Hall of Famer was key-note speaker at banquet
On the ice, Doug Gilmour was called Killer.
© Matthew Gourlie
Doug Gilmour was a speaker at the K+S Potash Canada Kinsmen Celebrity Sports Banquet on Saturday evening at the Heritage Inn. Times-Herald photo by Matthew Gourlie
That nickname was earned partly for his gritty play and partly due to his resemblance to serial killer Charles Manson, according to teammate Brian Sutter.
Off the ice, Gilmour is knowledgeable of the state of the game and down to earth.
“I just think with the new rules, the equipment and the conditioning – everything has changed in hockey. For smaller players, the new rules benefit,” Gilmour said. “There are a lot of skill and speed out there. It is fun to watch.”
Gilmour was in Moose Jaw for the K+S Potash Canada Kinsmen Celebrity Sports Banquet on Saturday at the Heritage Inn.
The Times-Herald was able to speak with the Hall of Famer prior to his guest appearance at the dinner, where a variety of topics were discussed, including him wearing a toque and play outdoor shinny with kids on his days off when he played in Calgary and Toronto.
Gilmour donned three Original Six jerseys in his 20-year career, but he ended as one of the most recognizable Toronto Maple Leafs ever.
He also once played for the Leafs’ hatred rival, the Montreal Canadiens.
“Both were different. The ownership was phenomenal. That was with George Gillette at the time,” said Gilmour on his time in Montreal. “I think the Toronto people were a little shocked, but they got over that.”
The Leafs did get over it as he returned for a second stint in Toronto before retiring in 2003.
He laced up the skates again as he played in the alumni game as a member of the Leafs at Comerica Park prior to the Winter Classic on New Years.
“It was really cool to play in something like that,” Gilmour said.
Since retiring from playing, Gilmour has turned his attention to helping young players reach their dreams of becoming professional hockey players.
He was the head coach for three seasons before taking on the reins of general manager of the Kingston Frontenacs of the Ontario Hockey League (OHL).
“Kingston came calling,” Gilmour said. “ It felt right because it was my home town.”
It wasn’t an easy transition in the beginning, but it looks like the team will be in the playoffs in back-to-back years.

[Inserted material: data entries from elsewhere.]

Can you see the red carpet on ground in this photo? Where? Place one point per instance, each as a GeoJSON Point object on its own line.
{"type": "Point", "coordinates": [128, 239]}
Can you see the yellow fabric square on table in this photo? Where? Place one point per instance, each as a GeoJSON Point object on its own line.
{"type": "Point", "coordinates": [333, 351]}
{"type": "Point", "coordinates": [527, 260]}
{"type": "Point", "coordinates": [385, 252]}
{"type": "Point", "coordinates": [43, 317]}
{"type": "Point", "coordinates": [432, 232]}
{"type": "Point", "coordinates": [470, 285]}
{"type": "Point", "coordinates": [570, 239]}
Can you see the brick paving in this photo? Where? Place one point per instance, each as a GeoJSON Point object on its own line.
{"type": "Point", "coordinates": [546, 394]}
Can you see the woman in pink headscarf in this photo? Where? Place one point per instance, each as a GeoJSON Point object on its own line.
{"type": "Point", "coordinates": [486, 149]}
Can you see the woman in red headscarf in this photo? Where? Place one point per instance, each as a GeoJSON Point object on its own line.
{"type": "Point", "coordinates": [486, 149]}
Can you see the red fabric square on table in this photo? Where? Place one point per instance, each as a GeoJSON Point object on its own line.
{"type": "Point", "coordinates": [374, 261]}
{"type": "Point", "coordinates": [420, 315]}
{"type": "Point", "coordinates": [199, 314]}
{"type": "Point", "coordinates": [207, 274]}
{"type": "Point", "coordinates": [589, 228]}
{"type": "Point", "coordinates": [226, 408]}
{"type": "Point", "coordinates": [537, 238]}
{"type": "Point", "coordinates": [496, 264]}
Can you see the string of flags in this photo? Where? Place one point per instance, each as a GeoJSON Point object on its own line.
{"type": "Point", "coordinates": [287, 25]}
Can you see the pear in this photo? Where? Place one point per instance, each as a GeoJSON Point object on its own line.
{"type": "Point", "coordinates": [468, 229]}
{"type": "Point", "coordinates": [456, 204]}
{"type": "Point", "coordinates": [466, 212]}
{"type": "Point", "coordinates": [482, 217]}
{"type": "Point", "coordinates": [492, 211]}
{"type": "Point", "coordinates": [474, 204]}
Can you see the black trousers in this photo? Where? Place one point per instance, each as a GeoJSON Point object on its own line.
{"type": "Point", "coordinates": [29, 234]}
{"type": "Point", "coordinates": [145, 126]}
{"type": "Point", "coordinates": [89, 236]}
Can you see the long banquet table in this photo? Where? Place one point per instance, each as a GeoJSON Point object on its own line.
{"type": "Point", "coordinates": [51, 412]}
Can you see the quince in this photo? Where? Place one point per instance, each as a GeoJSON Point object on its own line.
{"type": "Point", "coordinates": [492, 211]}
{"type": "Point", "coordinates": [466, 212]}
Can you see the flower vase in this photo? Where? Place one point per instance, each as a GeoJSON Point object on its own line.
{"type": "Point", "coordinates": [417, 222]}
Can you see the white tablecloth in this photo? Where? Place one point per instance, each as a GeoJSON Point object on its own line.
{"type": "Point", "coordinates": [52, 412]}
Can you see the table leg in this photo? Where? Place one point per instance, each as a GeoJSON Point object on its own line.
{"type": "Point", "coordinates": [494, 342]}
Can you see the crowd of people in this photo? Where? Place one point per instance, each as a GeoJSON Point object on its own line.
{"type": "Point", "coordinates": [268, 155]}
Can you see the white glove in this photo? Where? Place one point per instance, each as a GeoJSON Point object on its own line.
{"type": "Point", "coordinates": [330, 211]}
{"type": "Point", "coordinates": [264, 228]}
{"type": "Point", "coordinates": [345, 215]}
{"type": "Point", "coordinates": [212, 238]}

The Frontenacs currently sit in fourth place in the Eastern Conference of the OHL.
“It is a difficult job, especially in training camp when you have to cut kids or you have to trade kids,” he said. “ The rewarding side is that some of these kids finish junior and move on to the university programs and you see them excel at school and hockey and see the ones that move on to the NHL or AHL. You see them live their dream. That is very rewarding.”
Now that he has been with the club for six years, Gilmour might be eyeing up another opportunity.
“This year, my contract is up. I am not too sure. I have been offered to go back to Kingston for at least three more years. I am contemplating coaching again somewhere else ... it would be in Europe. I am just looking at it right now. I have a meeting coming up to hear them out and see what it is all about,” stated Gilmour. “I wasn’t even thinking about it. This came out of nowhere. This is where I am at right now, but I don’t want to get ahead of it. It could be a pipe dream as well. I am just going to sit back and listen to what they have to say. Probably if it is for real, I will make a decision in a month-and-a-half.”
Time will tell where the Stanley Cup champion will end up, but for a person who was always told he was too small to make it, is now making the most of his experience.
“I might need a new challenge,” he said.